Keyboard handling on X11 host systems
VirtualBox handles keyboard input rather differently to most X11 applications, because guest operating systems expect to read key numbers from a physical keyboard, which tell it about the key position on the keyboard rather than the symbol on the key. For instance, "," on a US keyboard and "ъ" on a Russian keyboard produce the same number, and the operating system has no way, without being told, of knowing which of the two layouts is being used. (You are quite likely familiar with setting the keyboard layout on your physical system unless you are from the US. The same thing applies to virtual systems.)
VirtualBox does not normally look at the key symbols of key events which it receives from the host operating system at all (there is code in there to look at them, but that is mainly legacy code which we have not yet got rid of; we may even have done that by the time you read this). Instead, it looks at the key code, which corresponds to the actual physical key which was pressed. It uses a function of the X server called XKB to find out which key on a PC keyboard the number corresponds to, and pretends to the guest that that key on the simulated virtual keyboard was pressed. So when you hold down shift and press "A", the guest sees the numbers for "shift pressed", "A pressed" (the actual number depends on where on your particular keyboard the letter A is located), "A released" and "shift released". It does not get a number corresponding to capital A, and if the layout in the guest is not set up correctly (e.g. you have a French keyboard but the guest thinks it is a US one), software in the guest will usually see a capital "Q". In fact, if you have the layout set up correctly in the guest but wrongly on the host, applications in the guest will normally actually get the right letters and symbols.

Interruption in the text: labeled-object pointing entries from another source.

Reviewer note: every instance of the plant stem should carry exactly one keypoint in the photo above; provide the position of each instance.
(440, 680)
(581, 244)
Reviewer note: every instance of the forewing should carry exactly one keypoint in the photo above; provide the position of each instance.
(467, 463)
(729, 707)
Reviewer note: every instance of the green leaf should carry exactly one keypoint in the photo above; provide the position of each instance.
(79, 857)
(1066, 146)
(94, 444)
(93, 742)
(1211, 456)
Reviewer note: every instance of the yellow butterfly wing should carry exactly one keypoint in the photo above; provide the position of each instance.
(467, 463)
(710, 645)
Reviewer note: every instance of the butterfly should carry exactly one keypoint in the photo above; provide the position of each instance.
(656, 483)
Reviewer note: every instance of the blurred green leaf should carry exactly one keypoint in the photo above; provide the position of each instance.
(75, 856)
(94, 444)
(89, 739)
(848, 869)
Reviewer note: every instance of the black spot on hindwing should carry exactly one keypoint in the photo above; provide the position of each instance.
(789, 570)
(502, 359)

This all works fine as long as the keyboard on your host system roughly matches a PC keyboard. Since this is the vast majority of our use cases we do not currently attempt to handle other cases. (The legacy code mentioned above does, but not well enough to be worth discussing.) One use case which does not work well is remote VNC sessions, because even though the keyboard is generally a PC one, the VNC server does not usually provide enough information to VirtualBox to be able to work out which physical keys were pressed. We can think of a few possible solutions to the problem, but none that we find really convincing, and in addition, as the number of users affected are rather low we would rather concentrate our efforts elsewhere.
We would of course accept sensible code contributions to make other use cases work better. A couple of things to consider are that the code should work well and be well tested, it should not cause regressions for other use cases (we would expect the submitter to convince us that they have tested this well) and it should not make our existing code harder to understand. We would probably not be able to accept donations in return for writing the code due to lack of available developer time. If you feel that way inclined you would probably be better off finding a third party developer who would be willing take the donations and write and submit the code. They should probably talk to us before starting and co-ordinate the work with us to make the process work well and avoid wasted effort.